Every entry also came in with a $5 fee, which will be rolled back into prize money for the winners, who also receive awards from the contest’s sponsors. Although you can see the winning images from 2018 on the following pages, you can also view them on the wall at the San Luis Obispo Museum of Art through June 24. ∆ Contact Executive Editor Camillia Lanham at clanham@newtimesslo.com.

The 2018 Judges

• San Luis Obispo native and perennial Winning Images judge Peggy Mesler is a photographer and owner of The Photo Shop in SLO, where she shares her appreciation for and knowledge of photography with customers, clients, and friends. Peggy graduated with a journalism degree from Cal Poly, and she opened her shop in 1995.

• Robert Dyer is a former award-winning staff photographer with The Tribune whose accolades include the California Press Photographers Association Gold Seal and recognition nationally by the Associated Press. After 30 years of photojournalism and commercial photography, his cameras are now directed primarily to his wife and daughter. Meanwhile, social services with the county of SLO have become his passion.

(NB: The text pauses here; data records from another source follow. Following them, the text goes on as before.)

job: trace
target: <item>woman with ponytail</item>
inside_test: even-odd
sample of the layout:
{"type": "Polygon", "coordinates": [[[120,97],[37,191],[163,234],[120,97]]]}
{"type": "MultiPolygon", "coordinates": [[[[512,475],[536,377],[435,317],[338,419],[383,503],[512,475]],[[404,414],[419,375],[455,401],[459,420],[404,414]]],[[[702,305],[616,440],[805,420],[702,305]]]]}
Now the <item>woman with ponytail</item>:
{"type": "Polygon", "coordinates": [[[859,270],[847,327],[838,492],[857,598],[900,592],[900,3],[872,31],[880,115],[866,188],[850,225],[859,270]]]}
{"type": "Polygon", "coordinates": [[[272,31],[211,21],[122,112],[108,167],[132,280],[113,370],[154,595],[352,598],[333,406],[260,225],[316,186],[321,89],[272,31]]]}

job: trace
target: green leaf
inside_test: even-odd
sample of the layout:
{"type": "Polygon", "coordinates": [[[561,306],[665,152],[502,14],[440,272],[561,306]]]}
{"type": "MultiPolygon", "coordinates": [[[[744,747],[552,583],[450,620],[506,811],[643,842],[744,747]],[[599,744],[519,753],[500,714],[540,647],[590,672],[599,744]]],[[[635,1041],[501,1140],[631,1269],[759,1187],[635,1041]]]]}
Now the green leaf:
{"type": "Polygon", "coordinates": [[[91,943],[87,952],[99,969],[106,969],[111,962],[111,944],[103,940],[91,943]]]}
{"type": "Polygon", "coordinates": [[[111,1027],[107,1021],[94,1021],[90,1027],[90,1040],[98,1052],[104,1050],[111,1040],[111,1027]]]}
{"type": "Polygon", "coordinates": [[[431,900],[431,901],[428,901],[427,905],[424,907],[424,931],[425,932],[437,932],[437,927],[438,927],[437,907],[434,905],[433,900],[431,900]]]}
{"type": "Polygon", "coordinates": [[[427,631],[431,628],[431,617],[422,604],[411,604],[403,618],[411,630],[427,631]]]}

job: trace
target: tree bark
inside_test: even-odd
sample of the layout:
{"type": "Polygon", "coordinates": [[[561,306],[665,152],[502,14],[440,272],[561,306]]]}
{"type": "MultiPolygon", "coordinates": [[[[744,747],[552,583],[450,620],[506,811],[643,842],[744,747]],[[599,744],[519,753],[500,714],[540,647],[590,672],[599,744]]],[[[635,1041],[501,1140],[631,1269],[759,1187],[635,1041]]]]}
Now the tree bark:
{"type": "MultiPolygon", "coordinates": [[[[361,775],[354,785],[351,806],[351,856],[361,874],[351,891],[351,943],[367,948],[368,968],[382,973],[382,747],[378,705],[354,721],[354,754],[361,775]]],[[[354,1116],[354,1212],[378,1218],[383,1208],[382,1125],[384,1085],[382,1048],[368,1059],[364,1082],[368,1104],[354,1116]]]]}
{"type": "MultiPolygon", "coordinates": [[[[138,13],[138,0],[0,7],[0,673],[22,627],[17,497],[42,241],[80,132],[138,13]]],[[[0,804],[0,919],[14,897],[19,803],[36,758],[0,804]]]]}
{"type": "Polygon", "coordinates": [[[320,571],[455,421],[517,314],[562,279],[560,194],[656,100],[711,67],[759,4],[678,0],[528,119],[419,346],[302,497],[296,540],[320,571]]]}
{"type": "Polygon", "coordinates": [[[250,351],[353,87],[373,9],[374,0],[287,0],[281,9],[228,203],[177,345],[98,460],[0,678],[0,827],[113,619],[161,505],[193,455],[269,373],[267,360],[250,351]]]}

• Former Cal Poly and Cuesta College photography professor Marta Peluso was the executive director of ARTS Obispo from 2006 to 2011. She retired in 2017 and continues to make art in her studio full time. Her interest lies primarily in straight black-and-white imagery with an emphasis on environmental portraiture and social landscape. She believes there is nothing as mysterious as a fact clearly seen, much like photographers Garry Winogrand and Diane Arbus. See her photography at SLOMA in mid-December through January 2019 in a solo exhibition, Light From a Dark Room.